Kubernetes Operators represent a powerful pattern for managing complex applications on Kubernetes. They extend the Kubernetes API to create, configure, and manage instances of stateful applications on behalf of Kubernetes users.
What are Operators?
Operators are software extensions to Kubernetes that use custom resources to manage applications and their components. They follow Kubernetes principles, notably the control loop concept, to automate operational tasks that would typically require human intervention.
The Operator Pattern
The Operator pattern captures how you can write code to automate a task beyond what Kubernetes itself provides. It combines:
- Custom Resource Definitions (CRDs): Extend the Kubernetes API with application-specific resources
- Custom Controllers: Implement the control loop that watches and reconciles the desired state
- Operational Knowledge: Encode human operational expertise into software
Why Use Operators?
Operators are particularly useful for:
- Stateful Applications: Databases, message queues, and other stateful systems
- Complex Deployment Procedures: Applications requiring multi-step installation/configuration
- Day-2 Operations: Backup, restore, scaling, upgrades, and failure recovery
- Domain-Specific Knowledge: Encoding operational expertise into automation
How Operators Work
Operators follow this basic workflow:
- Watch for changes to custom resources
- Compare the current state with the desired state
- Take action to reconcile any differences
- Update the status of the custom resource
- Repeat the process continuously
Popular Operators
Many popular applications have operators available:
- Prometheus Operator: Manages Prometheus monitoring instances
- Elasticsearch Operator: Manages Elasticsearch clusters
- PostgreSQL Operator: Manages PostgreSQL databases
- Redis Operator: Manages Redis clusters
- Cert-Manager: Manages TLS certificates
Building a Custom Operator
You can build operators using various frameworks and tools. The most popular approaches are:
- Kubebuilder: SDK for building Kubernetes APIs using CRDs
- Operator SDK: Framework for building operators (now part of Kubebuilder)

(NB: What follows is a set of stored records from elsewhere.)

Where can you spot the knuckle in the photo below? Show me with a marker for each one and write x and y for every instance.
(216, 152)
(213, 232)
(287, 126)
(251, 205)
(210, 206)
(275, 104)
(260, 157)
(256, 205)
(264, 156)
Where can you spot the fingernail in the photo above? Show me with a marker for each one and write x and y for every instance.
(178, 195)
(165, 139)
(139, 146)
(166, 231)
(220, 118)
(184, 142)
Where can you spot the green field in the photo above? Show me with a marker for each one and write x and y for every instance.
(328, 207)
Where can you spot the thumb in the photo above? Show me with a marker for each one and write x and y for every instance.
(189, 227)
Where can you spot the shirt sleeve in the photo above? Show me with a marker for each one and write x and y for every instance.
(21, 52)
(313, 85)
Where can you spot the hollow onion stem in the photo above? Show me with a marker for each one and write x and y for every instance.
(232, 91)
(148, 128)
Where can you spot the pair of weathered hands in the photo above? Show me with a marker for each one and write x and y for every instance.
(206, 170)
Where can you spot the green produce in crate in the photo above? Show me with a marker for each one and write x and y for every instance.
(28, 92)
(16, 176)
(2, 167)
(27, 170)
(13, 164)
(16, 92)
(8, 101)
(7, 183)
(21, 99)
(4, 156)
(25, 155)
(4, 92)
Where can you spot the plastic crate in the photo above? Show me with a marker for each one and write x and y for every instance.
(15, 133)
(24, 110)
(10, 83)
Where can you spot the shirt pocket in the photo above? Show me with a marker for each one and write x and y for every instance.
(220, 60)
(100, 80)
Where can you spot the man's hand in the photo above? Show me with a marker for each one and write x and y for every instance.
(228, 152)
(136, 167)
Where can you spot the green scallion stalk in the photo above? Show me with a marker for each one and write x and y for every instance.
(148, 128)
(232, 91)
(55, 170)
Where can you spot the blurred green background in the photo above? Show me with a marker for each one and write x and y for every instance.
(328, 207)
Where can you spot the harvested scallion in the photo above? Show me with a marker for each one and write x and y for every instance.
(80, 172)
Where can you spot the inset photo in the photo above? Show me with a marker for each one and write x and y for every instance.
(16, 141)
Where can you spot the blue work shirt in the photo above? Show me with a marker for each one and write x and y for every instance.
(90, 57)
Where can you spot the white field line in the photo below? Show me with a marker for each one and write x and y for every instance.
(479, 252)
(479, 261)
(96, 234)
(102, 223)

- KUDO: Kubernetes Universal Declarative Operator
- Metacontroller: Lightweight way to write controllers
- Native Go client: Using client-go and other Kubernetes client libraries
Step 1: Define a Custom Resource
First, define a Custom Resource Definition (CRD) that extends the Kubernetes API:
apiVersion: apiextensions.k8s.io/v1
kind: CustomResourceDefinition
metadata:
name: webapps.example.com
spec:
group: example.com
names:
kind: WebApp
listKind: WebAppList
plural: webapps
singular: webapp
scope: Namespaced
versions:
- name: v1alpha1
served: true
storage: true
schema:
openAPIV3Schema:
type: object
properties:
spec:
type: object
properties:
replicas:
type: integer
minimum: 1
maximum: 5
image:
type: string
port:
type: integer
status:
type: object
properties:
availableReplicas:
type: integer
conditions:
type: array
items:
type: object
properties:
type:
type: string
status:
type: string
message:
type: string
Step 2: Create API Types
Define Go types that represent your custom resource:
package v1alpha1
import (
metav1 "k8s.io/apimachinery/pkg/apis/meta/v1"
)
// WebAppSpec defines the desired state of WebApp
type WebAppSpec struct {
Replicas int32 `json:"replicas"`
Image string `json:"image"`
Port int32 `json:"port"`
}
// WebAppStatus defines the observed state of WebApp
type WebAppStatus struct {
AvailableReplicas int32 `json:"availableReplicas"`
Conditions []metav1.Condition `json:"conditions,omitempty"`
}
//+kubebuilder:object:root=true
//+kubebuilder:subresource:status
// WebApp is the Schema for the webapps API
type WebApp struct {
metav1.TypeMeta `json:",inline"`
metav1.ObjectMeta `json:"metadata,omitempty"`
Spec WebAppSpec `json:"spec,omitempty"`
Status WebAppStatus `json:"status,omitempty"`
}
//+kubebuilder:object:root=true
// WebAppList contains a list of WebApp
type WebAppList struct {
metav1.TypeMeta `json:",inline"`
metav1.ListMeta `json:"metadata,omitempty"`
Items []WebApp `json:"items"`
}
func init() {
SchemeBuilder.Register(&WebApp{}, &WebAppList{})
}
Step 3: Implement the Controller
Create a controller that reconciles the desired state:
package controllers
import (
"context"
"fmt"
appsv1 "k8s.io/api/apps/v1"
corev1 "k8s.io/api/core/v1"
"k8s.io/apimachinery/pkg/api/errors"
metav1 "k8s.io/apimachinery/pkg/apis/meta/v1"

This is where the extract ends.